On the other hand, the state would be responsible for maintaining the trains, and the costs of a maintenance contract with Talgo could eat up the savings from ending the rental charges, the Transportation Department says in its 2011-’13 budget request.

Meanwhile, the Fiscal Bureau report to state Rep. Jon Richards (D-Milwaukee) addresses a Transportation Department claim that federal aid could cover up to 90% of the cost of the Milwaukee-to-Madison leg, as it does for the Milwaukee-to-Chicago leg.

That’s not extra aid for the train, the report says. It’s a piece of federal aid that already goes to the state.

In some past years, the state covered Hiawatha operating costs with money designated to reduce southeastern Wisconsin traffic congestion and air pollution, said Fred Ammerman, a supervisor in the bureau. In recent years, however, the state has been using part of its highway aid, with federal permission, Ammerman said.

That federal money usually has covered 80% of costs, rising to 90% in years when the train helps travelers avoid freeway construction zones, the report says.
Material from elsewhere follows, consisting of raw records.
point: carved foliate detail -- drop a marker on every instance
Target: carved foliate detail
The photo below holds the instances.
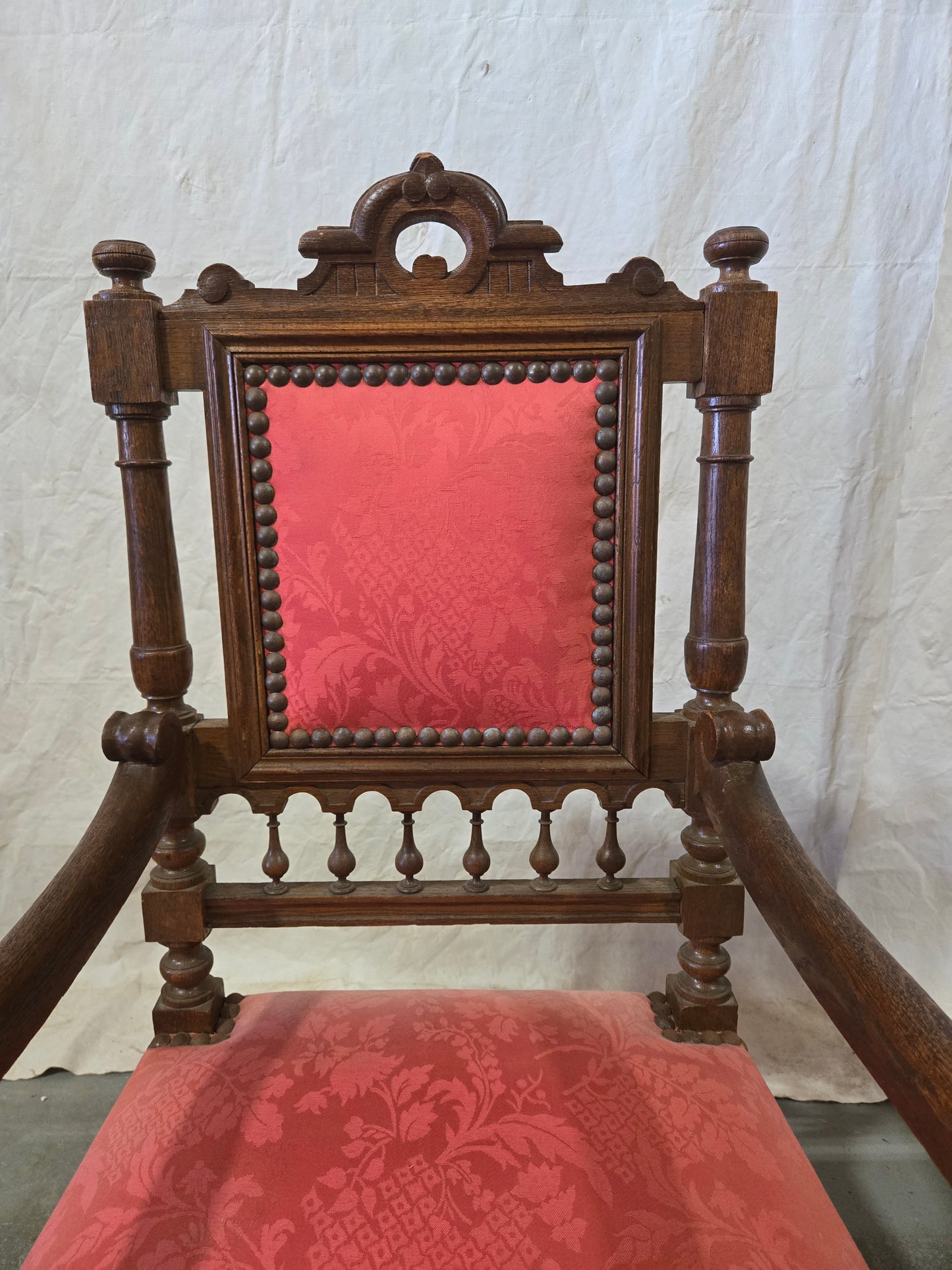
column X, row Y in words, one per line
column 501, row 254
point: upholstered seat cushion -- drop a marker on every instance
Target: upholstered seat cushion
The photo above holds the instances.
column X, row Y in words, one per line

In the federal fiscal year ending Sept. 30, the state’s regular federal highway aid totaled $734 million, not counting earmarks and stimulus grants, Ammerman said. A 90% share of $5.2 million in Hiawatha costs would amount to $4.7 million, or less than 1% of the total. Adding the Milwaukee-to-Madison leg would increase that share to slightly more than 1%.

In other developments:

• In a letter Thursday to President Barack Obama, Walker reiterated his view that Wisconsin should be allowed to use the $810 million for highways. But Obama can’t legally reallocate the money; as Walker has conceded, it would take an act of Congress, and U.S. Rep. Tom Petri, a Fond du Lac Republican, has said that’s unlikely.

• The AFL-CIO lashed out Friday at Walker, Ohio Governor-elect John Kasich and congressional Republicans, saying their opposition to high-speed rail threatens job creation.